(New York Times) Iran has arrested more than two dozen people, including senior intelligence officers, military officials and staff workers at a military-run guesthouse in Tehran, in response to a huge and humiliating security breach that enabled the assassination of a top leader of Hamas, according to two Iranians familiar with the investigation.
The high-level arrests came after the killing in an explosion early Wednesday of Ismail Haniyeh, who had led Hamas’s political office in Qatar and was visiting Tehran for the inauguration of Iran’s new president and staying at the guesthouse in northern Tehran, Iran’s capital.
The fervor of the response to the killing of Mr. Haniyeh underscores what a devastating security failure this was for Iran’s leadership, with the assassination occurring at a heavily guarded compound in the country’s capital within hours of the swearing-in ceremony of the country’s new president.
Officials in both the Middle East and in Iran itself have said the deadly blast was the result of a bomb that had been planted in Mr. Haniyeh’s room as long as two months before his arrival.
Iranian officials and Hamas said Wednesday that Israel was responsible for the assassination, an assessment also reached by several U.S. officials. Israel, which has vowed to destroy Hamas’s governing and military abilities, has not acknowledged that it was responsible for planting the bomb.

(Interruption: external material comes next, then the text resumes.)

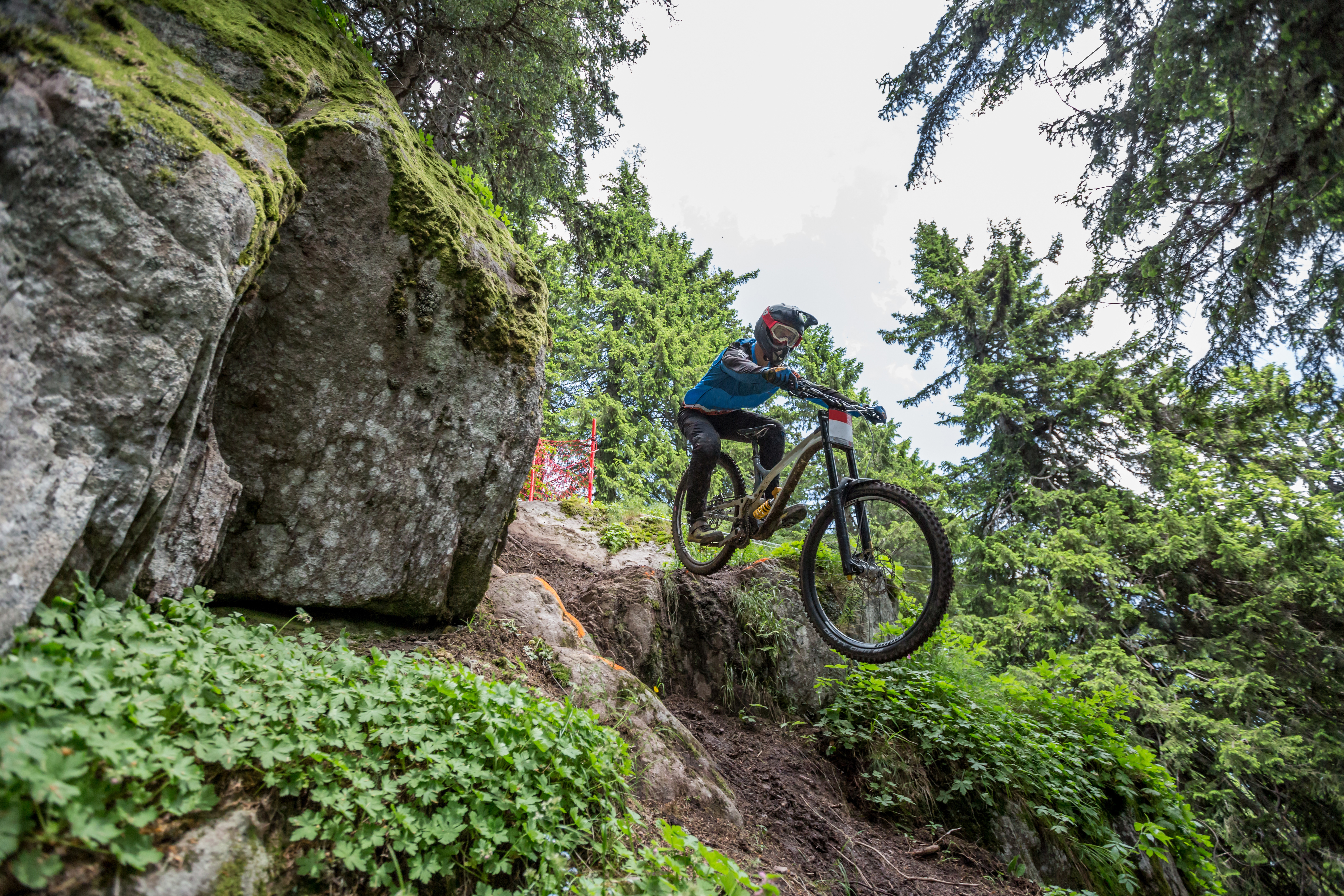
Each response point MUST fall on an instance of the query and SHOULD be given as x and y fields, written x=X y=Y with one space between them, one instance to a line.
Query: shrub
x=615 y=536
x=936 y=721
x=398 y=769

The Revolutionary Guards Corps’ specialized intelligence unit for espionage has taken over the investigation and is hunting down suspects that it hopes will lead it to members of the assassin team that planned, aided and carried out the killing, according to the two Iranian officials, who requested anonymity because of the sensitive nature of the investigations.
The news of the sweeping arrests came after the Revolutionary Guards announced in a statement that “the scope and details of this incident are under investigation and will be announced in due course.”

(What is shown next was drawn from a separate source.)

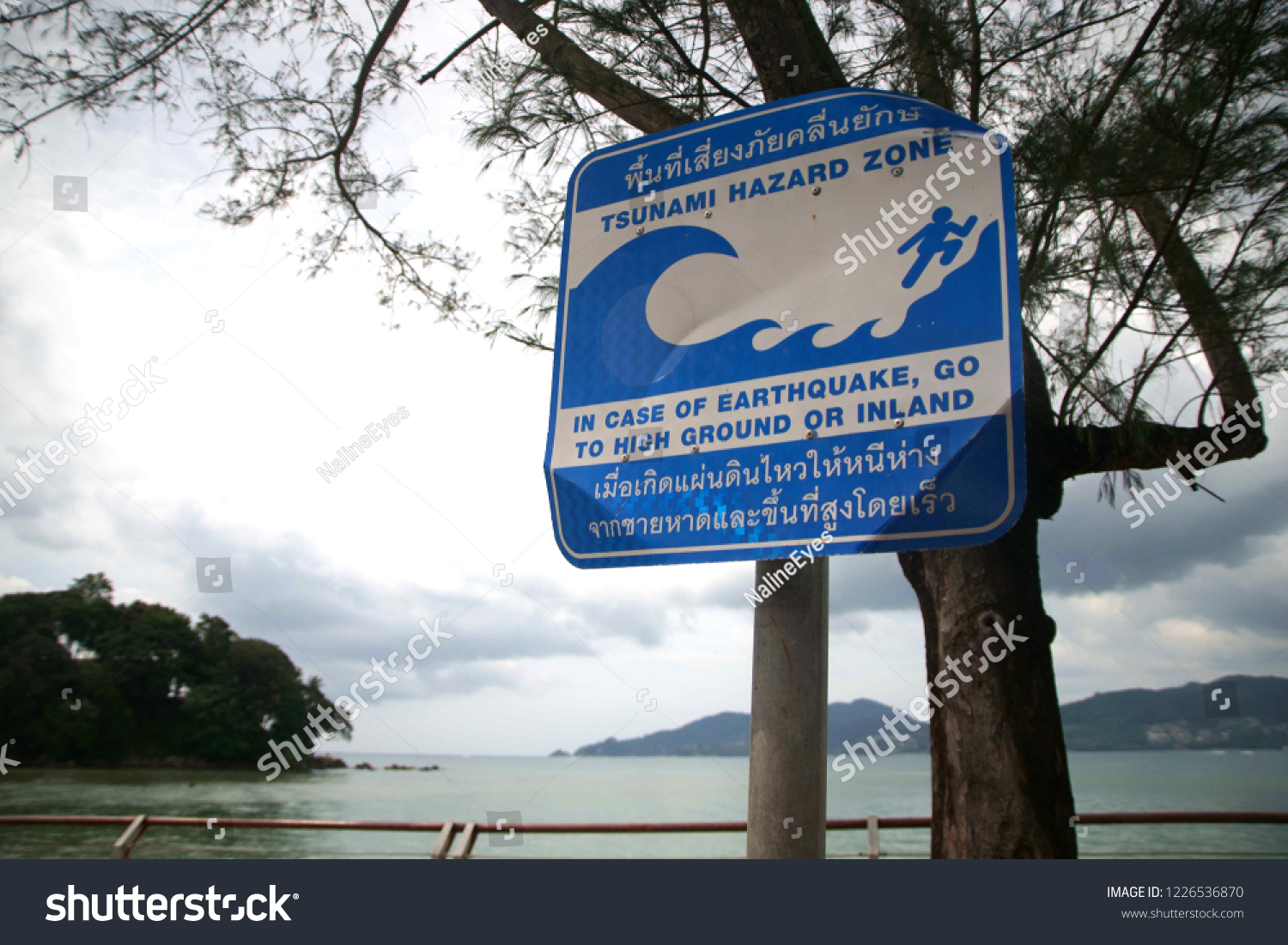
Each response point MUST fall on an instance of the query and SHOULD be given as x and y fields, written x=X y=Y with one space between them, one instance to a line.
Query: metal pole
x=787 y=795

The Guards Corps has not yet made public any details of the arrests nor of its investigation into the explosion, including its cause. But it has vowed a severe revenge, as has Iran’s supreme leader, Ayatollah Ali Khamenei, who issued an order to strike Israel in retaliation, according to the Iranian officials.
The intensity and scope of the Guards’ investigation reveal the degree to which the assassination has shocked and rattled the country’s leadership.
The deadly blast, which also killed Mr. Haniyeh’s Palestinian bodyguard, wasn’t only an earth-shattering collapse of intelligence and security; nor only a failure to protect a key ally; nor evidence of the inability to curb the infiltration of Mossad; nor a humiliating reputational blow. It was all of those, and more.
Perhaps most important, it delivered a jarring realization that if Israel could target such an important guest, on a day when the capital was under heightened security, and carry out the attack at a highly secure compound equipped with bulletproof windows, air defense and radar, then no one was really safe.
Mr. Haniyeh’s proximity to Iran’s supreme leader — with the two men meeting at Mr. Khamenei’s residence just hours before the assassination — has also raised concerns.